Quanto al segnalato decorso di un ampio arco temporale dal verificarsi dell’episodio (dal 2006 al 2014), va osservato che il semplice trascorrere del tempo non può di per sé impedire la valutazione del rischio riferita al fatto commesso. Né il ricorrente ha dimostrato la sopravvenienza di fatti positivi idonei a superare la pregressa valutazione negativa, non potendosi reputare decisiva al riguardo la intervenuta estinzione del reato. Invero, in tal caso, l’amministrazione mantiene il potere di valutare il fatto-reato nella sua obiettiva dimensione storica, indipendentemente dalla formale estinzione del reato, con la conseguenza che la riabilitazione ovvero l’estinzione del reato non sono circostanze decisive per desumere il venir meno del giudizio di pericolosità o di inaffidabilità del soggetto (cfr. Consiglio di Stato, sez. VI, 14 novembre 2014, n. 5595). Si è già detto, infatti, che la valutazione della capacità di abusare delle armi non sconta, necessariamente, l’esistenza di precedenti penali in capo all’interessato, ben potendo basarsi su un giudizio probabilistico ragionevolmente dedotto dalle complessive circostanze di fatto (cfr. Consiglio di Stato, zez. VI, 18 novembre 2010, n. 8102;
sez. III, 6 settembre 2012, n. 4731 e 1 agosto 2014, n. 4121).

Dalla documentazione esibita in giudizio dall’Amministrazione risulta smentito anche l’assunto del ricorrente circa la pretesa genericità delle cattive frequentazioni addebitate ai figli del ricorrente.
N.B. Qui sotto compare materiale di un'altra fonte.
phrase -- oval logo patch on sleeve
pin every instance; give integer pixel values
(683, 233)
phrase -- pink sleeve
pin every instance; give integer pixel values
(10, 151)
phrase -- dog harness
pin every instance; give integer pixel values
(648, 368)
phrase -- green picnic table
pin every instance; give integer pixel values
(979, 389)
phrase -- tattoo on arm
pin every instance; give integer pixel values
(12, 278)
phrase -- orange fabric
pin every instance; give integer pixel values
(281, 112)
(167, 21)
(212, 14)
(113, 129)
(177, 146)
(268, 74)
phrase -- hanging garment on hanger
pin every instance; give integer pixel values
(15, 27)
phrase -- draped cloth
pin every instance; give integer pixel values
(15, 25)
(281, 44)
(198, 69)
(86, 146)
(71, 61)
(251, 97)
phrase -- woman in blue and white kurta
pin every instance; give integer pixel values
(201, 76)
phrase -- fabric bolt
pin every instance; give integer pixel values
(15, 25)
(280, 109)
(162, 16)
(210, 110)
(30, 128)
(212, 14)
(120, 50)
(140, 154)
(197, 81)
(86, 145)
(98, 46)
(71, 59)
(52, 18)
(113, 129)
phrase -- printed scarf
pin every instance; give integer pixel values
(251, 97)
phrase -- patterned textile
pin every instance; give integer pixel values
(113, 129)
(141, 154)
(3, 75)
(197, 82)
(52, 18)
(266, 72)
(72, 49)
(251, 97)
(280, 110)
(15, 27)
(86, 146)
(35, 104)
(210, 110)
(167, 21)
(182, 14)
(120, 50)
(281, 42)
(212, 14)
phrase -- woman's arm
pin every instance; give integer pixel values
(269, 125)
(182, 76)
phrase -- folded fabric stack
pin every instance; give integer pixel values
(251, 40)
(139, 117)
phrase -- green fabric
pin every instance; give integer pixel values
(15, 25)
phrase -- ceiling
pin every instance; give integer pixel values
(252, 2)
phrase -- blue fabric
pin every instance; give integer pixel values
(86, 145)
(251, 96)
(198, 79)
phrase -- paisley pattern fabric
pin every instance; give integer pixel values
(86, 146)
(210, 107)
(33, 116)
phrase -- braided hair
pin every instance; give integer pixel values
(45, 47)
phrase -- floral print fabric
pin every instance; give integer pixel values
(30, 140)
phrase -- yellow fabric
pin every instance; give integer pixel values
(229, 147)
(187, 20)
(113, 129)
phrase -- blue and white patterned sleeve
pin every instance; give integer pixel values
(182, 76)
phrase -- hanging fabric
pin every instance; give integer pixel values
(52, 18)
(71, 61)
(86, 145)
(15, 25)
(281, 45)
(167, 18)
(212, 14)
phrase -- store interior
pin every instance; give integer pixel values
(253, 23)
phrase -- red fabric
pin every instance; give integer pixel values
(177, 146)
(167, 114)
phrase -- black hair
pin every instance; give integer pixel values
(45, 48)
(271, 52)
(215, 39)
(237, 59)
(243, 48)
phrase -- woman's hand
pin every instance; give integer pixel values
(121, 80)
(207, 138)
Difatti, nella comunicazione di avvio del procedimento di diniego del porto d’armi (spedita in data 2.7.2013) sono puntualmente specificati i nove controlli effettuati da personale delle Forze di Polizia, con dettagliata indicazione delle date, degli orari, dei luoghi, delle persone e dei loro precedenti di polizia e penali, trovando conferma pure la circostanza che questi ultimi si riferiscono anche alla materia del traffico illecito di sostanze stupefacenti. Trattasi di elementi fattuali che, pur non riguardando direttamente la persona del ricorrente, assumono comunque rilevanza nell’ambito del complessivo giudizio rimesso alle cure delle autorità di p.s., non risultando irragionevole dedurre ulteriori indici di pericolosità circa il possibile abuso delle armi dai ripetuti contatti con ambienti malavitosi intrattenuti dai suddetti stretti familiari.

Applicando le evidenziate coordinate normative e giurisprudenziali al caso di specie, va osservato in definitiva che il Prefetto ed il Questore della provincia di Caserta hanno esercitato le rispettive potestà discrezionali alla stregua dei richiamati parametri normativi, indicando fatti e circostanze in modo dettagliato e preciso e ricavandone un giudizio congruo di non sussistenza del requisito soggettivo dell’affidabilità, sulla base di una coerente e logica valutazione di elementi oggettivamente idonei, nel loro complesso, a fondare i provvedimenti.

In tale prospettiva, la dedotta violazione della L. n. 241/1990 assume carattere recessivo e non è idonea a determinare l’illegittimità del gravato provvedimento prefettizio. Invero, posto che la previa comunicazione delle ragioni ostative all’accoglimento dell’istanza di rinnovo del porto d’armi è stata ritualmente fornita all’interessato dalla Questura e che gli stessi elementi fattuali sono stati posti a base anche dell’inibitoria prefettizia, il deducente si è limitato a reiterare le osservazioni svolte negli scritti difensivi prodotti al Commissariato di Maddaloni (in data 9.9.2013) e già sfavorevolmente valutati, senza allegare ulteriori elementi fattuali che avrebbero potuto influire sul contenuto finale della misura prefettizia (cfr. Consiglio di Stato, sez. IV, 20 febbraio 2013 n. 1056;
C.G.A. per la Regione Sicilia, 22 novembre 2012 n. 1039), connotata peraltro dal carattere dell'urgenza.

In conclusione, per le ragioni che precedono, il ricorso deve essere respinto.

Le spese di lite possono essere compensate tra le parti, ricorrendo le particolari condizioni di legge per far luogo a tale pronuncia.